Serb relief as EU moves to ease travel 'sanctions'

16th July 2009, Comments 0 comments

The move, yet to be ratified by the European Union's 27 member nations and parliament, has long been awaited by the citizens of Serbia, the largest of the three ex-Yugoslav republic's with 7.5 million people.

Belgrade -- After almost two decades of feeling hated and trapped within their own borders, Serbians breathed a collective sigh of relief Wednesday as the EU confirmed moves to grant them visa free travel.

The European Commission, the bloc's executive arm, recommended the scrapping of visa requirements for travellers from Serbia, Macedonia and Montenegro from the start of next year.

The move, yet to be ratified by the European Union's 27 member nations and parliament, has long been awaited by the citizens of Serbia, the largest of the three ex-Yugoslav republic's with 7.5 million people.

Miroslav Misic expressed delight at hearing the news as he stood in one of the many long queues that have become a common sight outside Belgrade's Western embassies.

"We will finally feel like normal people and not second-class citizens," the businessman told AFP while clutching a thick wad of documents to back his German visa application.
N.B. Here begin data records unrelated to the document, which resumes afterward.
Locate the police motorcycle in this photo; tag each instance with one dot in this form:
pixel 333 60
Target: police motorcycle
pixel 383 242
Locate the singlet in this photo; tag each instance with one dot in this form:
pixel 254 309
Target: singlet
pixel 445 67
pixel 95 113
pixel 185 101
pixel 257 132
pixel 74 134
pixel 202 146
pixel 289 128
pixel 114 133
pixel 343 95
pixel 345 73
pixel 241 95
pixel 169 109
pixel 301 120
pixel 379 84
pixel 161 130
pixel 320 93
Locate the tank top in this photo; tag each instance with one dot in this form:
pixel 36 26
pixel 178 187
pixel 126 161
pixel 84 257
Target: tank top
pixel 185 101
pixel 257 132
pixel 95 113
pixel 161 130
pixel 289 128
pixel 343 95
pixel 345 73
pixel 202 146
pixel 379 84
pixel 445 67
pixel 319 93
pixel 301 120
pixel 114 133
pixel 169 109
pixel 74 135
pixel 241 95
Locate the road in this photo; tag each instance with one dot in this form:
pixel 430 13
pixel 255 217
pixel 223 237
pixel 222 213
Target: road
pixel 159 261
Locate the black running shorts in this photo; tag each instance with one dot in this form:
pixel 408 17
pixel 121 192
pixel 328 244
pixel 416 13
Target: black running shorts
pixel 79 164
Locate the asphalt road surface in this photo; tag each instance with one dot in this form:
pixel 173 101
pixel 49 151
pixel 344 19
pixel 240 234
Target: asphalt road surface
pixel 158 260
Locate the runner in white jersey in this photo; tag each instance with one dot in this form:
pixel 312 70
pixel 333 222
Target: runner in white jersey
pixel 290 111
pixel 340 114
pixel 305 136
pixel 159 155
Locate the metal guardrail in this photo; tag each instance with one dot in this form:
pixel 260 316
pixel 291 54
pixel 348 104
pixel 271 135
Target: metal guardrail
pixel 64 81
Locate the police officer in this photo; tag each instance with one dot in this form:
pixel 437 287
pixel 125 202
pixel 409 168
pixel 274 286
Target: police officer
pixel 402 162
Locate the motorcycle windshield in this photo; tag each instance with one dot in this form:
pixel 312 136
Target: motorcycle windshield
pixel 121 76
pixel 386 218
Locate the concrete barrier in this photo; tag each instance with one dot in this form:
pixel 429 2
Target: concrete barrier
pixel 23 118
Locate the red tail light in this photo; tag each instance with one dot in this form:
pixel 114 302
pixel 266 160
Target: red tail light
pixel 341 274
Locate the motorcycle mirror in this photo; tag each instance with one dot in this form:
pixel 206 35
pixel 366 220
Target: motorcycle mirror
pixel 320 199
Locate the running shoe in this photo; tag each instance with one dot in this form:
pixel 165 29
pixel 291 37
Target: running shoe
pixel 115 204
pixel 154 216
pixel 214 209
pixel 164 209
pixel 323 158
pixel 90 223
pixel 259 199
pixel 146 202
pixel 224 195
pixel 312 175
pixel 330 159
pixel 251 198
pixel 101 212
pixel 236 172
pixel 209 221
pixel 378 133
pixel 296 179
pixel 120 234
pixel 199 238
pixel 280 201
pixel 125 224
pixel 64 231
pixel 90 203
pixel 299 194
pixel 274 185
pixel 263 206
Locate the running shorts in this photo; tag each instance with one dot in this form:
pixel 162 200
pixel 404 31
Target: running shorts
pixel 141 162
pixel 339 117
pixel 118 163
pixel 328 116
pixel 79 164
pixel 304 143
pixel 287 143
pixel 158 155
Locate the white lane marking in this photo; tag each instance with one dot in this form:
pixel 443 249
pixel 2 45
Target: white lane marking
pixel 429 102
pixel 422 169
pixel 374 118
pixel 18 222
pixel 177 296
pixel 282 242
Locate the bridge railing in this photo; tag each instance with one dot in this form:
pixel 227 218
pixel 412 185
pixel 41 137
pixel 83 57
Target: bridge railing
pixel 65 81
The 50-year-old said he was forced to wake up in the wee hours just in order to travel from his home in the western Serbian town of Valjevo and submit his application, complaining the procedure was "humiliating."

Among the dozens of others standing alongside him was Ana, a 44-year-old who said she was happy Serbians would "finally be able to travel" to most of Europe without administrative obstacles.

"I am particularly pleased because of what this means for young people. Many of them have never left Serbia," she said.

According to a Belgrade government-backed survey, more than 70 percent of Serbia's youths have never travelled abroad.

Earlier this week, Serbia's pro-Western President Boris Tadic said "the visa liberalisation is of extraordinary importance to our citizens."

The old visa policy was "the last sanction against our citizens as a consequence of wrong policies in the 1990s," he said in reference to the autocratic regime of late president Slobodan Milosevic.

At the start of Yugoslavia's bloody break-up, most Western nations imposed strict visa regimes on citizens from the region. Serbians faced the most stringent measures because of Milosevic's war policies.

But the European Union's move to abolish visas for Serbians was on Wednesday hailed by Bozidar Djelic, the country's deputy prime minister for European integration.

"The visa dungeon has been removed for the citizens of Serbia, but there is no room to relax, we have to keep up with reforms," Djelic was quoted as saying by Beta news agency.

Serbia last year signed an EU trade and aid accord seen as the first formal contract with the 27-member bloc.

But the Stabilisation and Association Agreement has been frozen ever since due to the Netherlands' insistence that Belgrade first shows it is "fully cooperating" with the UN war crimes tribunal based in The Hague.

That cooperation notably means the arrest of two remaining war crimes fugitives thought to be hiding in the Balkan country, former Bosnian Serb military chief Ratko Mladic, wanted for the 1995 genocide in Srebrenica, and former Croatian Serb leader Goran Hadzic.

EU foreign policy chief Javier Solana, who was in Montenegro on the last leg of a Balkans tour on Wednesday, said the recommendation for visa-free travel was "very, very important."

The liberalisation of the visa regime was proof that EU integration was "something tangible, something real, that people will take advantage of," Solana said.